Pengantar Dari Admin : Seorang member mailing-list kami memfoward tulisan dibawah ini ke mailing list kami [http://groups.yahoo.com/group/budaya_tionghua/message/56762] berkaitan dengan musibah yang sedang melanda Jepang , Gempa Bumi dan Tsunami yang terjadi di bulan ini , Maret 2011. Biasanya kami akan menampilkan langsung tulisan member, bukan forward dari email berantai ini. Tetapi memandang informasi ini sangat penting untuk memberikan INSPIRASI bagi bangsa Indonesia yang juga sering tertimpa musibah. Maka kami admin mohon maaf terlebih dahulu dengan membuat semacam pengecualian dengan mempublish ulang di website ini dan memodifikasi dengan bahasa yang lebih sesuai untuk tampilan web tanpa mengurangi esensi tulisan aslinya. Salam , Admin.
***
Say YeS to GAMBARU!
Terus terang aja, satu kata yang benar-benar membuat muak jiwa raga setelah tiba di Jepang dua tahun lalu adalah : GAMBARU alias berjuang mati-matian sampai titik darah penghabisan.

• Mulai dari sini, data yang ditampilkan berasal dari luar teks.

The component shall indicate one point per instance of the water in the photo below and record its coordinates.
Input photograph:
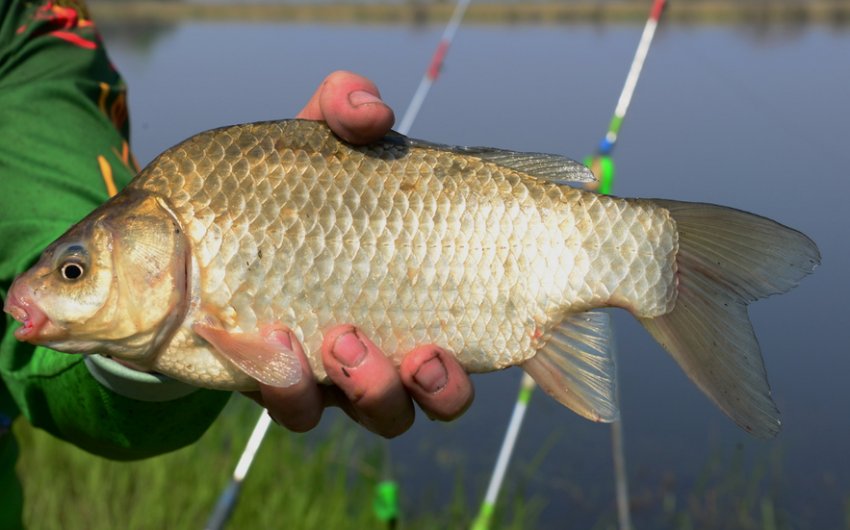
(727, 115)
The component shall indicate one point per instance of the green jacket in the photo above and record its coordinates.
(63, 146)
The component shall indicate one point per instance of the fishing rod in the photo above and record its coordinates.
(603, 167)
(434, 68)
(386, 500)
(228, 498)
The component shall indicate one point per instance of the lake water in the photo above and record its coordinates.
(754, 120)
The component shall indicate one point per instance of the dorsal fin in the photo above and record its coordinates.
(554, 168)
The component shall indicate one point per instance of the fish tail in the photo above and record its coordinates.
(726, 259)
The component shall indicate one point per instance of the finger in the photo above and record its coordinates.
(373, 391)
(437, 382)
(352, 107)
(298, 407)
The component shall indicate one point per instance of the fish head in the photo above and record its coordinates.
(115, 283)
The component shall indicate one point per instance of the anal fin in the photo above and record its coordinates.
(261, 355)
(577, 366)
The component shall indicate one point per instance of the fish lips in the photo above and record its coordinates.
(20, 306)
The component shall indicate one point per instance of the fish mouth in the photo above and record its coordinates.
(19, 305)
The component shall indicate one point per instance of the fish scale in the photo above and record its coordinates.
(398, 240)
(242, 232)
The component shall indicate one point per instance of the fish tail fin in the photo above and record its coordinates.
(726, 259)
(576, 366)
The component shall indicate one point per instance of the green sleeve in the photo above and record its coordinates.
(63, 144)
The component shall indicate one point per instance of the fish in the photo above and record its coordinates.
(241, 233)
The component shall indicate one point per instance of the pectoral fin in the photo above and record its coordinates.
(262, 356)
(576, 366)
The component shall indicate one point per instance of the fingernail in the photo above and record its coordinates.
(361, 97)
(349, 349)
(432, 375)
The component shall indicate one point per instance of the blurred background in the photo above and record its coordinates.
(740, 103)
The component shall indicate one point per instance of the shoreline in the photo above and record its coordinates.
(696, 12)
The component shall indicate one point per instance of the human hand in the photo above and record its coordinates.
(366, 384)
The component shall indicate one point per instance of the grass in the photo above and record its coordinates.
(326, 481)
(297, 481)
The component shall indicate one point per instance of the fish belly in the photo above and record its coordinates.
(412, 245)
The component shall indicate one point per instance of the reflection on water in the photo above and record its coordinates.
(752, 120)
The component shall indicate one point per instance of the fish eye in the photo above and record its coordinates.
(72, 270)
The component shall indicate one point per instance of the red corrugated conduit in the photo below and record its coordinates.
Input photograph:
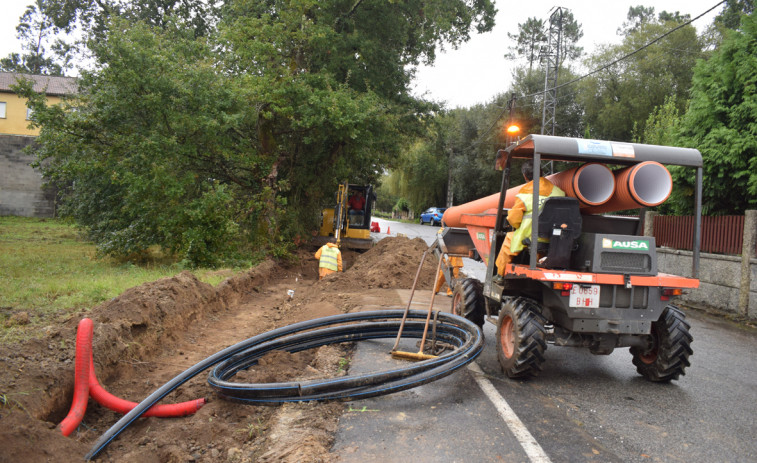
(86, 385)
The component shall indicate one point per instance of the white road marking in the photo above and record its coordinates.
(532, 448)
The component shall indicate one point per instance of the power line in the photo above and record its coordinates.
(601, 68)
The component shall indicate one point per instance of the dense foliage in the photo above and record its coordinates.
(722, 122)
(217, 129)
(209, 138)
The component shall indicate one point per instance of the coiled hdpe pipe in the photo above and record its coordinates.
(86, 385)
(463, 334)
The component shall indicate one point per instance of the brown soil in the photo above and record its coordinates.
(149, 334)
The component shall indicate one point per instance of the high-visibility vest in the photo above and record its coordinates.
(524, 231)
(329, 258)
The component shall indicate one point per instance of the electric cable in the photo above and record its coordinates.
(455, 330)
(599, 69)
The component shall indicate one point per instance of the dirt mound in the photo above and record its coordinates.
(392, 263)
(152, 332)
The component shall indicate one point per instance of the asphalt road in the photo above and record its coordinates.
(582, 408)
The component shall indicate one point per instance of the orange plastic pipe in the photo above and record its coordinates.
(646, 184)
(592, 184)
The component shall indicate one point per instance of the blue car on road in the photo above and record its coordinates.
(433, 215)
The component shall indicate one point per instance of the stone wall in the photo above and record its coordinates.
(719, 280)
(726, 283)
(21, 186)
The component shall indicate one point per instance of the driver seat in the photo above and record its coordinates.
(559, 222)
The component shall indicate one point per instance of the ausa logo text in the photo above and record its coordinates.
(636, 245)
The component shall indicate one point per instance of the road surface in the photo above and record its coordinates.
(582, 408)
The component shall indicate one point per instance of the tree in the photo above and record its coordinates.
(151, 152)
(622, 97)
(529, 41)
(730, 17)
(532, 39)
(720, 122)
(202, 145)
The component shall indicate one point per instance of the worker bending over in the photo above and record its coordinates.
(520, 217)
(329, 260)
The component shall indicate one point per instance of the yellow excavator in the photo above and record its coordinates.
(351, 227)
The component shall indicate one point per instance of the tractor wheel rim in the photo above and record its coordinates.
(456, 302)
(507, 336)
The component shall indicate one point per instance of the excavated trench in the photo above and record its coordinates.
(148, 334)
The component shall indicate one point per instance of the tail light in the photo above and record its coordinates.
(667, 293)
(564, 288)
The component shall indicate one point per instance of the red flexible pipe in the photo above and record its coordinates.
(86, 384)
(117, 404)
(81, 380)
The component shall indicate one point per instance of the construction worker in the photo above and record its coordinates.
(329, 260)
(520, 217)
(456, 263)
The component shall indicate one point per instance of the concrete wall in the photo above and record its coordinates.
(21, 186)
(719, 280)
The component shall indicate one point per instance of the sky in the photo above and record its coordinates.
(477, 71)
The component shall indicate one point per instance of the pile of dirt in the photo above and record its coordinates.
(153, 332)
(392, 263)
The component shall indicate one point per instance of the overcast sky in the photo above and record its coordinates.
(477, 71)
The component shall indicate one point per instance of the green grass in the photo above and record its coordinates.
(48, 270)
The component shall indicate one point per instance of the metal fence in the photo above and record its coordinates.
(720, 235)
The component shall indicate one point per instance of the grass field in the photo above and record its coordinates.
(47, 269)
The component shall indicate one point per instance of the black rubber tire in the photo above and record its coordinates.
(468, 301)
(521, 338)
(668, 356)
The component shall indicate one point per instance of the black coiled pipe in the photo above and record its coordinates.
(454, 330)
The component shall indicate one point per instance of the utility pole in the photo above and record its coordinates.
(449, 179)
(513, 130)
(551, 58)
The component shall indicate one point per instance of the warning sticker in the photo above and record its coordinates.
(598, 147)
(623, 150)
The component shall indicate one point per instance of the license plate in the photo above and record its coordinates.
(584, 296)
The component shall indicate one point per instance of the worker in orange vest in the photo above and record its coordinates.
(329, 260)
(520, 217)
(456, 263)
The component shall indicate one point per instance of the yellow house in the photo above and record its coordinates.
(14, 115)
(22, 189)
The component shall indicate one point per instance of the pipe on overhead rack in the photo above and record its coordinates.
(646, 184)
(592, 184)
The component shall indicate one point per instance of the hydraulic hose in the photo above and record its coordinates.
(86, 385)
(459, 332)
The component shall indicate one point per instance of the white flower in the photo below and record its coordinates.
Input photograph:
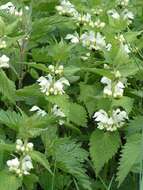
(126, 48)
(9, 7)
(100, 41)
(26, 165)
(73, 38)
(29, 146)
(4, 61)
(49, 86)
(59, 70)
(82, 19)
(13, 164)
(59, 86)
(88, 39)
(99, 24)
(58, 113)
(97, 11)
(2, 44)
(127, 15)
(120, 38)
(114, 14)
(45, 83)
(66, 8)
(118, 89)
(110, 123)
(123, 2)
(84, 58)
(39, 111)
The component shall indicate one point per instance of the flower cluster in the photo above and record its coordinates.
(66, 8)
(113, 88)
(123, 2)
(23, 148)
(90, 40)
(58, 113)
(2, 44)
(4, 61)
(110, 123)
(38, 110)
(56, 70)
(125, 15)
(23, 165)
(124, 46)
(50, 85)
(11, 9)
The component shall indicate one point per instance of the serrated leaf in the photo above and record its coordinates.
(10, 118)
(77, 114)
(130, 153)
(41, 159)
(103, 146)
(124, 102)
(9, 181)
(135, 125)
(7, 87)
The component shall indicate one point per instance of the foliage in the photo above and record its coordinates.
(71, 94)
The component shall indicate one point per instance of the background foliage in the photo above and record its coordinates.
(75, 155)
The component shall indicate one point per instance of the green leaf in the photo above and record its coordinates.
(77, 114)
(11, 119)
(124, 102)
(130, 154)
(7, 147)
(135, 125)
(7, 87)
(41, 159)
(103, 146)
(9, 181)
(69, 157)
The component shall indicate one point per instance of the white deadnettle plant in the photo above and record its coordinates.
(38, 111)
(110, 122)
(123, 2)
(90, 40)
(125, 15)
(50, 85)
(123, 45)
(66, 8)
(58, 113)
(74, 38)
(82, 19)
(23, 165)
(99, 24)
(11, 9)
(4, 61)
(2, 44)
(113, 88)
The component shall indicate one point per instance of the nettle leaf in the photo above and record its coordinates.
(74, 112)
(9, 181)
(33, 126)
(7, 147)
(77, 114)
(135, 125)
(7, 87)
(69, 157)
(87, 94)
(62, 101)
(11, 119)
(41, 159)
(131, 153)
(103, 146)
(124, 102)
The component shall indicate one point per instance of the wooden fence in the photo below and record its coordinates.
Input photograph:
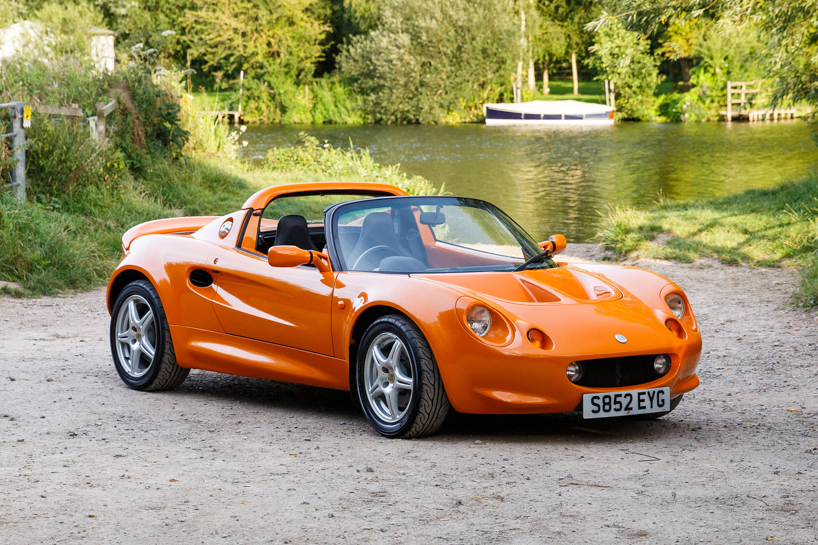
(748, 100)
(21, 118)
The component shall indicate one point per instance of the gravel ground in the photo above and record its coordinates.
(247, 461)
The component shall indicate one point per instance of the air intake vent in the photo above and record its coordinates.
(200, 278)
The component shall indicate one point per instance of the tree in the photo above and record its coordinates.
(567, 20)
(283, 36)
(431, 61)
(788, 29)
(624, 57)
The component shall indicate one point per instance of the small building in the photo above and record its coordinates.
(13, 40)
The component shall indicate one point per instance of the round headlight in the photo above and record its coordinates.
(661, 365)
(479, 320)
(574, 371)
(676, 304)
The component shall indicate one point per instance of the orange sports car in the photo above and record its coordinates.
(413, 303)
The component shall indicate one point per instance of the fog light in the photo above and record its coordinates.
(479, 320)
(539, 339)
(661, 365)
(676, 328)
(574, 371)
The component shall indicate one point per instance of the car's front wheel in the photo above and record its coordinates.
(397, 379)
(140, 340)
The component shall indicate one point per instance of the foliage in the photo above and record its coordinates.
(338, 164)
(149, 118)
(273, 98)
(787, 31)
(431, 61)
(259, 36)
(61, 158)
(624, 57)
(758, 227)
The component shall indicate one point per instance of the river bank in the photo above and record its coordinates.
(249, 460)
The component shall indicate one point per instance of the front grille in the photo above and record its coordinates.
(615, 372)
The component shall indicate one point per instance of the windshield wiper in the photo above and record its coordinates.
(537, 258)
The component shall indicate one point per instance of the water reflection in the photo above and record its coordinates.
(560, 180)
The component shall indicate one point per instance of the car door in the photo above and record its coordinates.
(286, 306)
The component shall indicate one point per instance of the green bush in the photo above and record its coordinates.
(352, 164)
(431, 61)
(624, 58)
(61, 158)
(274, 98)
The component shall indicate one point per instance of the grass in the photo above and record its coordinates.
(76, 245)
(767, 227)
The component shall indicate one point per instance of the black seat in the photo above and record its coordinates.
(377, 231)
(292, 230)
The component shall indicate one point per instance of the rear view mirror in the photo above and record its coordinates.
(432, 218)
(288, 256)
(555, 244)
(293, 256)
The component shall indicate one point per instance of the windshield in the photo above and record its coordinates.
(430, 234)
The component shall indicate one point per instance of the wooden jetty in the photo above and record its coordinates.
(220, 114)
(744, 102)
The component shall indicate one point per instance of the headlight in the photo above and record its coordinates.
(661, 364)
(676, 304)
(574, 371)
(479, 320)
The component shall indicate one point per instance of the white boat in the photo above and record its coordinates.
(549, 112)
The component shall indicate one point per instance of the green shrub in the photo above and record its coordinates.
(430, 61)
(48, 252)
(352, 164)
(624, 57)
(61, 158)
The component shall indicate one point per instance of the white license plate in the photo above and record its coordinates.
(653, 400)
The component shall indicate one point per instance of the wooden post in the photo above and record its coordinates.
(545, 89)
(18, 142)
(241, 89)
(613, 95)
(100, 121)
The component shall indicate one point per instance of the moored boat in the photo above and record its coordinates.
(549, 112)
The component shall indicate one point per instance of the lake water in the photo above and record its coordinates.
(561, 180)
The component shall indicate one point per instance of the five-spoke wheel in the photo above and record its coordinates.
(136, 336)
(397, 380)
(140, 340)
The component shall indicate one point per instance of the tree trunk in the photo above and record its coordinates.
(523, 50)
(545, 88)
(532, 79)
(685, 64)
(673, 76)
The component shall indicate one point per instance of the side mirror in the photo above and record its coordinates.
(293, 256)
(555, 244)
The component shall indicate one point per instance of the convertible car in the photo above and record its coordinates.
(416, 304)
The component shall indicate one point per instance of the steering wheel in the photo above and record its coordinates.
(367, 255)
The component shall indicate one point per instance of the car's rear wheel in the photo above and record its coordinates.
(140, 340)
(397, 379)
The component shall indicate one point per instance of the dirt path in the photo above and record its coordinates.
(229, 459)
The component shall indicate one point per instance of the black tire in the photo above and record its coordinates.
(160, 372)
(653, 416)
(426, 409)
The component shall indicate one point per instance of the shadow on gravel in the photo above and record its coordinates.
(271, 395)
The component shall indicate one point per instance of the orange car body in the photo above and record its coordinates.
(301, 324)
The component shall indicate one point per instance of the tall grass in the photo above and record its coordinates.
(769, 227)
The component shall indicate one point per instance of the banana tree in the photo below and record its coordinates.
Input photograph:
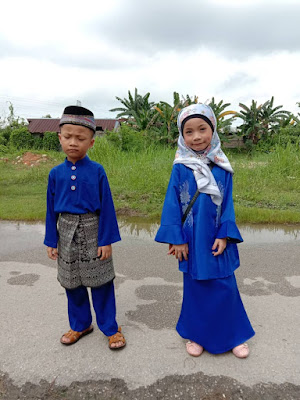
(220, 112)
(138, 110)
(261, 121)
(167, 118)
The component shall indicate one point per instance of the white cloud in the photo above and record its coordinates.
(54, 53)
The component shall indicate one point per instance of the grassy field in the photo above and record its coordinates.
(266, 186)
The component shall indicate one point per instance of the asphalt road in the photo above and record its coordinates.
(154, 364)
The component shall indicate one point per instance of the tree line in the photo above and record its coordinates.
(259, 121)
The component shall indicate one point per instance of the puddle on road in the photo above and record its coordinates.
(138, 227)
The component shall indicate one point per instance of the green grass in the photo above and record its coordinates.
(266, 186)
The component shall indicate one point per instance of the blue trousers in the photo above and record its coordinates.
(104, 304)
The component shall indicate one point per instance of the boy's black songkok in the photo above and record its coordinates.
(77, 115)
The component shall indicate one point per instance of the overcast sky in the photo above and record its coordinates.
(53, 53)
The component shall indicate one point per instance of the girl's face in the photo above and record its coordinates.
(197, 134)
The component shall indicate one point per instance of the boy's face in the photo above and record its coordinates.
(75, 141)
(197, 134)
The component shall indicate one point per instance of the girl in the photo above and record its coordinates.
(212, 315)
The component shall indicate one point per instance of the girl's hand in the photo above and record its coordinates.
(220, 245)
(104, 252)
(52, 253)
(180, 251)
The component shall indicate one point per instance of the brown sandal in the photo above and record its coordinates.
(117, 337)
(74, 336)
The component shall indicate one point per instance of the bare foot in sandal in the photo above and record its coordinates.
(72, 337)
(117, 341)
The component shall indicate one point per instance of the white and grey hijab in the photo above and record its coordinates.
(199, 162)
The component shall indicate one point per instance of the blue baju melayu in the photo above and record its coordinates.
(81, 193)
(212, 313)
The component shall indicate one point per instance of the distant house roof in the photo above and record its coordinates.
(42, 125)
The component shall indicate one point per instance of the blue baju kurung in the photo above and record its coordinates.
(212, 311)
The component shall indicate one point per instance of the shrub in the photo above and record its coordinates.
(38, 143)
(127, 139)
(3, 149)
(3, 140)
(6, 132)
(286, 136)
(51, 141)
(21, 138)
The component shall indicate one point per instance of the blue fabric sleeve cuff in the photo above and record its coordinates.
(50, 244)
(171, 234)
(230, 231)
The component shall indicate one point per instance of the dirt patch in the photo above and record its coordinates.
(31, 159)
(198, 386)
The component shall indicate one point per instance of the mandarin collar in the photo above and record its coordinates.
(82, 162)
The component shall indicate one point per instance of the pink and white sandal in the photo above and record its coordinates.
(194, 349)
(241, 351)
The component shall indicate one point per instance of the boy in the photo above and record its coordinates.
(79, 201)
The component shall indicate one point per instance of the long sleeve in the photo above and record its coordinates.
(108, 232)
(228, 228)
(171, 230)
(51, 237)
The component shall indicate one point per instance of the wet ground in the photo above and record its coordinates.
(34, 365)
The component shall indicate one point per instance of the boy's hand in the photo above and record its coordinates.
(220, 245)
(52, 253)
(105, 252)
(180, 251)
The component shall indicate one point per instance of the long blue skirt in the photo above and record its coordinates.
(213, 314)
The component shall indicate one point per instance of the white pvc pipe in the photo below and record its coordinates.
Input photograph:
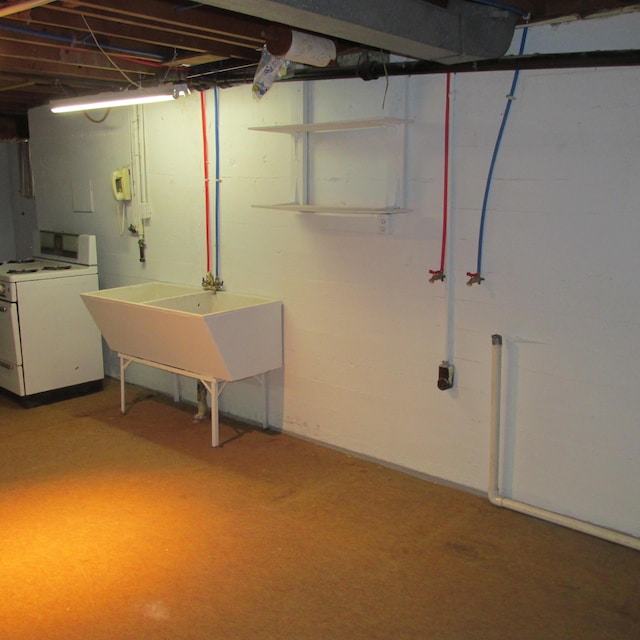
(494, 469)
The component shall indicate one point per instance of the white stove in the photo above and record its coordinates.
(50, 347)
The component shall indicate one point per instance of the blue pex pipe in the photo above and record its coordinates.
(496, 149)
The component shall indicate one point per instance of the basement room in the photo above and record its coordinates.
(317, 319)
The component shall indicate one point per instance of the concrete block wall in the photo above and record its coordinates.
(364, 329)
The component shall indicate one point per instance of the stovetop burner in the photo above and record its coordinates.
(21, 270)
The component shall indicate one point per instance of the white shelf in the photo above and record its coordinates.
(333, 209)
(344, 125)
(394, 136)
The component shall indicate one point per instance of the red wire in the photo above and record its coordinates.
(445, 202)
(207, 202)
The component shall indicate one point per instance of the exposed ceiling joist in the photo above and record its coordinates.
(458, 32)
(60, 48)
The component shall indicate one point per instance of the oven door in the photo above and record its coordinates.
(10, 352)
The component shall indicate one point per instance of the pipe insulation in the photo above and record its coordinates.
(494, 469)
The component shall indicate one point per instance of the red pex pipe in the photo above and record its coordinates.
(207, 199)
(439, 274)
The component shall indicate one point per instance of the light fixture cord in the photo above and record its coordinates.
(108, 57)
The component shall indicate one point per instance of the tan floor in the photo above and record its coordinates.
(132, 527)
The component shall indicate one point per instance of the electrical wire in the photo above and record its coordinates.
(476, 278)
(108, 57)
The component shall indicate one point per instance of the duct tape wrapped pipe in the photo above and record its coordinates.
(301, 47)
(270, 68)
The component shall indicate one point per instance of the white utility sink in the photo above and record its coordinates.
(226, 336)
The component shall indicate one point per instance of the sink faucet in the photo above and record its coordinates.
(212, 283)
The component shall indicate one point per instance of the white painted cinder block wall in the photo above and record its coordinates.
(364, 329)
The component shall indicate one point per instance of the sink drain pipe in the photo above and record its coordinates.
(494, 469)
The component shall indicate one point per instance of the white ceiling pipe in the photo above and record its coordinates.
(17, 7)
(494, 469)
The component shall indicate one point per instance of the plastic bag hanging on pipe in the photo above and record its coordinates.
(270, 68)
(301, 47)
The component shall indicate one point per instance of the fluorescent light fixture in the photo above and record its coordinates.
(120, 98)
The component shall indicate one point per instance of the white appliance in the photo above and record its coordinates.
(50, 348)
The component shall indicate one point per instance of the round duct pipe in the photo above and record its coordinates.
(300, 47)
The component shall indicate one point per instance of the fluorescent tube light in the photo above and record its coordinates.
(120, 98)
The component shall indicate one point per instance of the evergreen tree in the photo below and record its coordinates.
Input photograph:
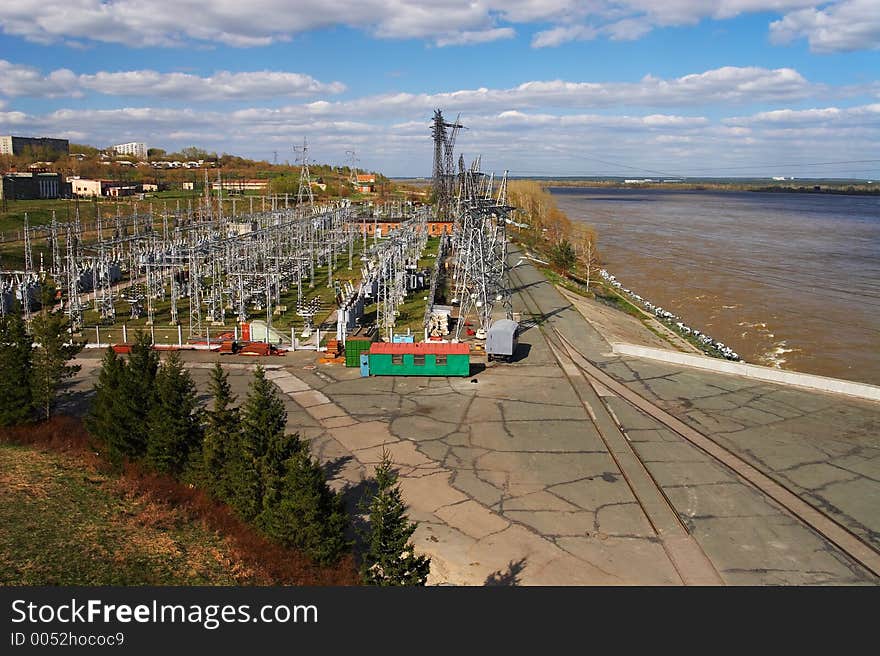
(391, 557)
(273, 470)
(108, 419)
(139, 392)
(222, 429)
(173, 421)
(306, 513)
(263, 421)
(55, 348)
(16, 359)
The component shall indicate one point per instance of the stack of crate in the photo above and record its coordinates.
(354, 346)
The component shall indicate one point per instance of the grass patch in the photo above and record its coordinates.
(67, 520)
(66, 526)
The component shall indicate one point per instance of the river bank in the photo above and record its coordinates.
(786, 280)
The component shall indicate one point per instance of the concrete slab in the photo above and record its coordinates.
(363, 435)
(309, 398)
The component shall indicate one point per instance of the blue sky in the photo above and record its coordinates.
(553, 87)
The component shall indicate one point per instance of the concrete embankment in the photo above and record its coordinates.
(809, 381)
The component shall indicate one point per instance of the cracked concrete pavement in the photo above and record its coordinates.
(507, 470)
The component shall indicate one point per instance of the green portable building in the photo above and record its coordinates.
(422, 359)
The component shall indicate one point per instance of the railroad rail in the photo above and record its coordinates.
(575, 363)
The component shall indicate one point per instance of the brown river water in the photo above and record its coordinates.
(786, 280)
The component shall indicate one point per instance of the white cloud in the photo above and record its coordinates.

Saya muak sepenuhnya, sumpah, karena setiap kali mendapat bimbingan dari profesor, kata-kata penutup selalu saja motto , gambattekudasai (ayo berjuang lebih lagi), taihen dakedo, isshoni gambarimashoo (saya tau ini sulit, tapi ayo berjuang bersama-sama) , motto motto kenkyuu shitekudasai (ayo bikin penelitian lebih dan lebih lagi). Sampai saya rasanya ingin berbicara , apa tidak ada kosa kata lain selain GAMBARU? Adakah kata yang lain selain gambaru ? Gambaru itu bukan hanya sekadar berjuang hanya begitu-begitu saja yang kala rasa malas sudah memuncak atau ada banyak rintangan, ya sudahlah ,berhenti saja.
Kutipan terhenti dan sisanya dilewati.